Interview de Lô Gourmo Abdoul



Interview de Lô Gourmo Abdoul
« L’opposition est une opposition de bonne volonté, soucieuse de respectabilité, et certainement apte à diriger le pays. Mais, elle manque encore de vision commune forte et de réactivité face à une situation de plus en plus difficile pour le pays ».

Drapé dans un grand boubou bazin riche, de couleur bleue, les cheveux quelque peu grisonnants, portant des lunettes fines à rayures dorées, le Dr Lô Gourmo Abdoul ne reflète plus son image d’éternel étudiant. Signe des temps !

Dans une interview exclusive accordée à l’Eveil Hebdo, M. Lô Gourmo Abdoul, qui est membre du Bureau exécutif de l’Union des Forces de Progrès (Ufp), se prononce sur les questions d’actualité nationale. Il aborde, ici, les problèmes au sein de la Coordination de l’opposition démocratique, l’actuelle posture de l’App, les futures élections législatives et municipales, et le recensement administratif à vocation d’état-civil en cours, dont il critique, avec véhémence, la procédure.



Eveil Hebdo : Que pensez-vous de la situation actuelle de la Coordination de l’opposition démocratique ?

LO Gourmo Abdoul :
La COD est un regroupement des formations politiques démocratiques opposés au régime de M. Ould Abdelaziz, suivant la même ligne que celle qui avait porté leur résistance au putsch de ce dernier. Ce sont des partis venus d’horizon assez divers, et qui ont une histoire parfois très distincte, les uns par rapport aux autres. En dépit de cela, ces partis ont accepté de décider et d’agir ensemble face au pouvoir, et de respecter une certaine discipline dans leur activité oppositionnelle.

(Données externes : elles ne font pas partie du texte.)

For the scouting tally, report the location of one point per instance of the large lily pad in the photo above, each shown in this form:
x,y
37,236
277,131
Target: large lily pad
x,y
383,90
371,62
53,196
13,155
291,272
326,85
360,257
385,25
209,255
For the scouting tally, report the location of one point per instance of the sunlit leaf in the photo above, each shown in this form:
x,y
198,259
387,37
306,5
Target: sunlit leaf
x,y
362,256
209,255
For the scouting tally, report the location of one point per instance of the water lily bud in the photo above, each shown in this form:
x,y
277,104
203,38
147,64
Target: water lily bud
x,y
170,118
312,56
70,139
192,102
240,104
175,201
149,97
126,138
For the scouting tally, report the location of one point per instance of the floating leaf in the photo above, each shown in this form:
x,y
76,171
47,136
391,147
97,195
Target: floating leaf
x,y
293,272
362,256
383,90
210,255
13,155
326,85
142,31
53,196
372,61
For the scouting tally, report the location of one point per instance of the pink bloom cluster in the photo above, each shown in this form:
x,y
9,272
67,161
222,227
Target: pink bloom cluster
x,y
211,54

Ce n’est pas toujours facile, compte tenu des contraintes liées au statut d’opposants dans ce pays, et de la capacité manœuvrière d’un régime qui maîtrise l’art de la division et des attaques ciblées pour disperser les rangs de ses adversaires, sans bouger d’un pouce de ses positions !

L’opposition est une opposition de bonne volonté, soucieuse de respectabilité, et certainement apte à diriger le pays. Mais, elle manque encore de vision commune forte et de réactivité face à une situation de plus en plus difficile pour le pays. Elle laisse souvent passer des occasions de renforcer ses positions oubliant parfois sa raison d’être première : se placer à la tête des populations dans leurs revendications légitimes et leurs aspirations face à un pouvoir dominateur, manipulateur et improvisateur. Elle devrait privilégier, en toute occasion, son unité, tout en respectant sa diversité et la liberté d’action de chacune de ses composantes.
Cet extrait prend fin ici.